Find specific word and add hyperlinks on the word

naveenVdas · October 14, 2024, 11:50am

I have to find all matches of a specific word within a document and add hyperlinks to those matched words. It is crucial that the matches are based solely on visible text, excluding any URLs associated with existing hyperlinks

alexey.noskov · October 14, 2024, 12:12pm

@naveenVdas You can use IReplacingCallback to achieve this. You can ignore existing hyperlinks in the document by specifying FindReplaceOptions.IgnoreFields property. Please see the following code:

Document doc = new Document(@"C:\Temp\in.docx");
FindReplaceOptions opt = new FindReplaceOptions(FindReplaceDirection.Backward);
opt.IgnoreFields = true;
opt.ReplacingCallback = new ReplacingCallbackWrapWithHyperlink();
doc.Range.Replace("aspose", "https://www.aspose.com", opt);
doc.Save(@"C:\Temp\out.docx");

public class ReplacingCallbackWrapWithHyperlink : IReplacingCallback
{
    public ReplaceAction Replacing(ReplacingArgs args)
    {
        Document doc = (Document)args.MatchNode.Document;
        List<Run> matchedRuns = GetMatchedRuns(args);

        DocumentBuilder builder = new DocumentBuilder(doc);
        // Move DocumentBuilder to the matched text and insert hyperlink
        builder.MoveTo(matchedRuns[0]);
        builder.Font.StyleIdentifier = StyleIdentifier.Hyperlink;
        builder.InsertHyperlink(args.Match.Value, args.Replacement, false);

        // Delete matched runs
        foreach (Run run in matchedRuns)
            run.Remove();

        // Signal to the replace engine to do nothing because we have already done all what we wanted.
        return ReplaceAction.Skip;
    }

    private static List<Run> GetMatchedRuns(ReplacingArgs args)
    {
        // This is a Run node that contains either the beginning or the complete match.
        Node currentNode = args.MatchNode;

        // The first (and may be the only) run can contain text before the match, 
        // in this case it is necessary to split the run.
        if (args.MatchOffset > 0)
            currentNode = SplitRun((Run)currentNode, args.MatchOffset);

        // This array is used to store all nodes of the match for further deleting.
        List<Run> runs = new List<Run>();

        // Find all runs that contain parts of the match string.
        int remainingLength = args.Match.Value.Length;
        while (
            remainingLength > 0 &&
            currentNode != null &&
            currentNode.GetText().Length <= remainingLength)
        {
            runs.Add((Run)currentNode);
            remainingLength -= currentNode.GetText().Length;

            // Select the next Run node.
            // Have to loop because there could be other nodes such as BookmarkStart etc.
            do
            {
                currentNode = currentNode.NextSibling;
            } while (currentNode != null && currentNode.NodeType != NodeType.Run);
        }

        // Split the last run that contains the match if there is any text left.
        if (currentNode != null && remainingLength > 0)
        {
            SplitRun((Run)currentNode, remainingLength);
            runs.Add((Run)currentNode);
        }

        return runs;
    }

    private static Run SplitRun(Run run, int position)
    {
        Run afterRun = (Run)run.Clone(true);
        run.ParentNode.InsertAfter(afterRun, run);
        afterRun.Text = run.Text.Substring(position);
        run.Text = run.Text.Substring((0), (0) + (position));
        return afterRun;
    }
}

naveenVdas · October 14, 2024, 3:23pm

Hi @alexey.noskov,

Thank you for your prompt response.

I have one additional scenario to address. When searching for specific text within the document, if there is a visible hyperlink such as “https://www.aspose.words.com”, it should be considered a match and replaced with the desired hyperlink.
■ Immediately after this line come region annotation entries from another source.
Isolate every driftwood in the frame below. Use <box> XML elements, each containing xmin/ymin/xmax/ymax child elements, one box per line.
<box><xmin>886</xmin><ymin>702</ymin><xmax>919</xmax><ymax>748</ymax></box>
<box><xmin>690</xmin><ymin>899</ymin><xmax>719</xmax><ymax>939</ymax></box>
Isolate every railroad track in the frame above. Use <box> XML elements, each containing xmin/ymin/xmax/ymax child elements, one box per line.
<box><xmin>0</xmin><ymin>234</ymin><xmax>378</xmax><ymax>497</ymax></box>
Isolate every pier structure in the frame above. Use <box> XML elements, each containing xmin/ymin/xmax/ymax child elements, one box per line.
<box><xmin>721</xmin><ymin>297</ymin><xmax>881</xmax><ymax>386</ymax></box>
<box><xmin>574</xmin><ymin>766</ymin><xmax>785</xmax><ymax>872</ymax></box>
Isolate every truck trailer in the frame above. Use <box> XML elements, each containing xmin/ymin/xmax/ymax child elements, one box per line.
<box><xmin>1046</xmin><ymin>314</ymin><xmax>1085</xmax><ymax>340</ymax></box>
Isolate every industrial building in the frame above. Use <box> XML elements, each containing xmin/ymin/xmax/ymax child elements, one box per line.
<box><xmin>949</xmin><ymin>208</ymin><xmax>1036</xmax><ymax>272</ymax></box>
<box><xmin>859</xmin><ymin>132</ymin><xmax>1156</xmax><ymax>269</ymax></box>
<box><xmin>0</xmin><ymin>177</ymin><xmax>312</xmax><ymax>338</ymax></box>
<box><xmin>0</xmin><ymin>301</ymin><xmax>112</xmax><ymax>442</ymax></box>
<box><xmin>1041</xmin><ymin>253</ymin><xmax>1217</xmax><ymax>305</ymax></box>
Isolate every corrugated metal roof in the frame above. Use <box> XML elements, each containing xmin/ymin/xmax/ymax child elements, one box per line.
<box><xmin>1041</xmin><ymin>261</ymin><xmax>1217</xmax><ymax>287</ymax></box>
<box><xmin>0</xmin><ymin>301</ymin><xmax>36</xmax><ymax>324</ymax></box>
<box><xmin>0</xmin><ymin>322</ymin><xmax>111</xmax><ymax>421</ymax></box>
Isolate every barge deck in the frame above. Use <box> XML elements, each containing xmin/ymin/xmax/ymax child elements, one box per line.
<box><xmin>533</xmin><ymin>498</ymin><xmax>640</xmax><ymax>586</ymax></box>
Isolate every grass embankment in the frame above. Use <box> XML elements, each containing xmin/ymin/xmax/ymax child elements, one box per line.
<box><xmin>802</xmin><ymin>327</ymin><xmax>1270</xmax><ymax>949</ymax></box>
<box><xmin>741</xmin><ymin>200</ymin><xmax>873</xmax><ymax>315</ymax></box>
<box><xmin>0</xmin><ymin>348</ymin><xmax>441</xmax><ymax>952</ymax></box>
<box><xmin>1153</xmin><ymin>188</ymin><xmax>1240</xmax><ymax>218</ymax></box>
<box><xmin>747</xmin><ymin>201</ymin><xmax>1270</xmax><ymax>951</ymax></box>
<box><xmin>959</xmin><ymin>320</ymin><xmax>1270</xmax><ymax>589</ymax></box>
However, if the hyperlink is formatted as “Aspose”, it should not be considered a match, as the URL “https://www.aspose.words.com” is not visible to the user

alexey.noskov · October 14, 2024, 5:02pm

@naveenVdas Instead of simple text you can use regular expression to more precisely configure what text should be matched. Also, you can use FindReplaceOptions to configure find/replace process.